Methods: A total of 112 patients with confirmed ATTR‑CM from the registry of the Amyloidosis Center of Lower Saxony and a follow-up period of 24 months were included in the study. 27 (24 %) patients died during follow‑up. To predict mortality, a random forest model (scikit‑learn package, Python) was trained on the baseline characteristics from clinical routine data obtained from the first outpatient visit in the Amyloidosis Center including demographic data, patient history, physical examination, electrocardiography, echocardiography, laboratory chemistry, and medication. The Model performance was assessed by calculating the area under the receiver operating characteristic curve (AUC) and accuracy, as well as the out‑of‑bag (OOB) score to estimate the performance in unknown populations. To gain insight into the model’s decisions, mean feature importance for each variable was calculated over 20 runs with random train–test splits.

Results: From initial 160 variables, 54 model parameters remained after correlation analysis (Spearman correlation combined with manual selection) for prediction of mortality. Variables with a mean feature importance above 5 % over 20 runs for prediction of mortality were identified. The model performance from a representative run is shown in Fig. 1A. The average accuracy for the prediction of mortality across 20 runs was 0.76, the AUC was 0.65, and the mean out‑of‑bag score was 0.78. The most important predictors of mortality at baseline were TAPSE, left ventricular outflow tract velocity time integral (LVOT VTI), E’ septal and cardiac Troponin T. The top ten features ranked by mean feature importance are presented in Figure 1B.

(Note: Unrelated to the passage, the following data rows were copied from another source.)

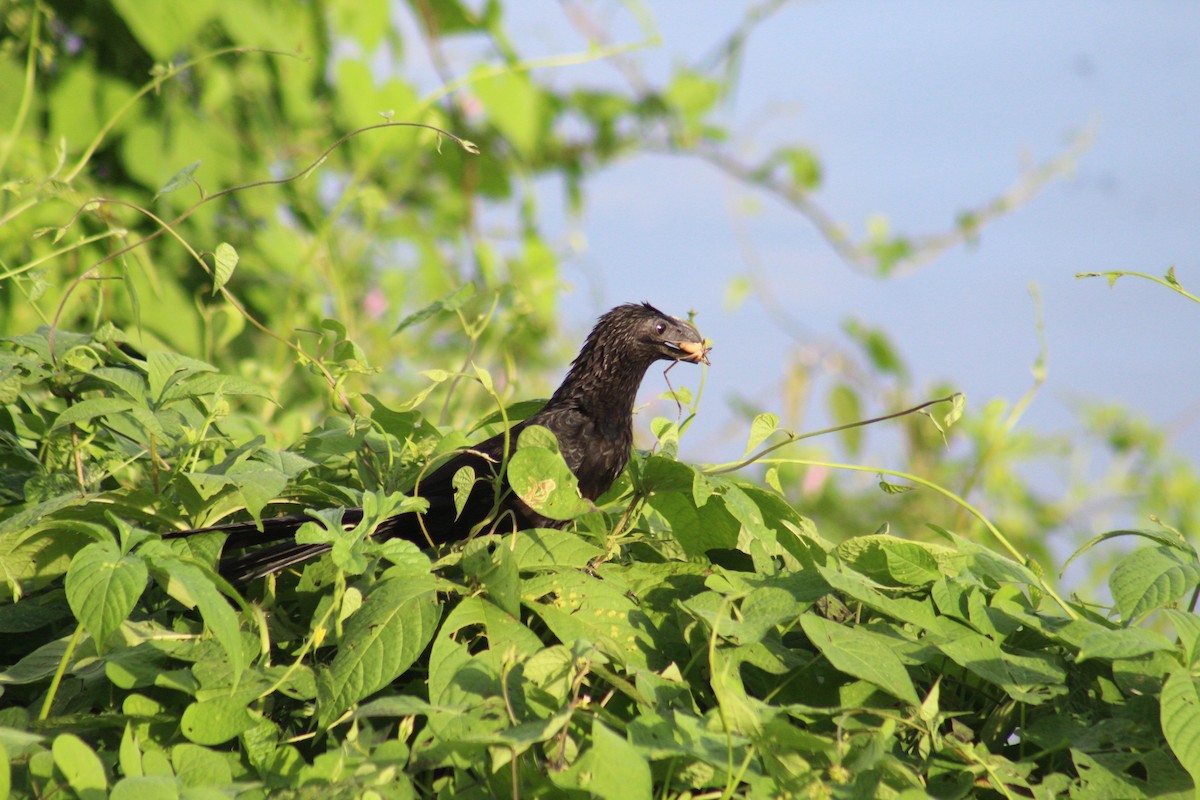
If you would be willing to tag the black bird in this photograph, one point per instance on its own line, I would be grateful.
(591, 414)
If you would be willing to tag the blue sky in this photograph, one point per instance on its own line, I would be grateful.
(919, 110)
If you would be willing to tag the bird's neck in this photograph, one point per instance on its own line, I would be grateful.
(601, 386)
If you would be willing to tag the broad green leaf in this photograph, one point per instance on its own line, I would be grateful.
(180, 179)
(383, 639)
(81, 765)
(612, 769)
(693, 95)
(217, 720)
(102, 585)
(197, 765)
(893, 561)
(861, 654)
(90, 409)
(577, 606)
(450, 302)
(1027, 678)
(762, 427)
(1187, 627)
(1152, 577)
(1123, 643)
(697, 529)
(1180, 715)
(543, 480)
(42, 662)
(515, 106)
(190, 585)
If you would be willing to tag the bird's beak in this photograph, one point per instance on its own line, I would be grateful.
(694, 352)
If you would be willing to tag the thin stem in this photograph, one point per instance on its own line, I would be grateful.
(799, 437)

Conclusion: Machine learning-based prediction of mortality is feasible utilizing clinical routine data even in complex systemic diseases such as ATTR‑CM. Decision-tree-based algorithms seem to represent an important approach for evaluation, even in cohorts with smaller sample sizes. Before clinical implementation, further optimization of the hyperparameters and, if possible, the inclusion of additional data points from a second visit could improve the model’s performance. Systematic errors cannot be ruled out in retrospective analysis, therefore external validation and a prospective testing of the final model is essential.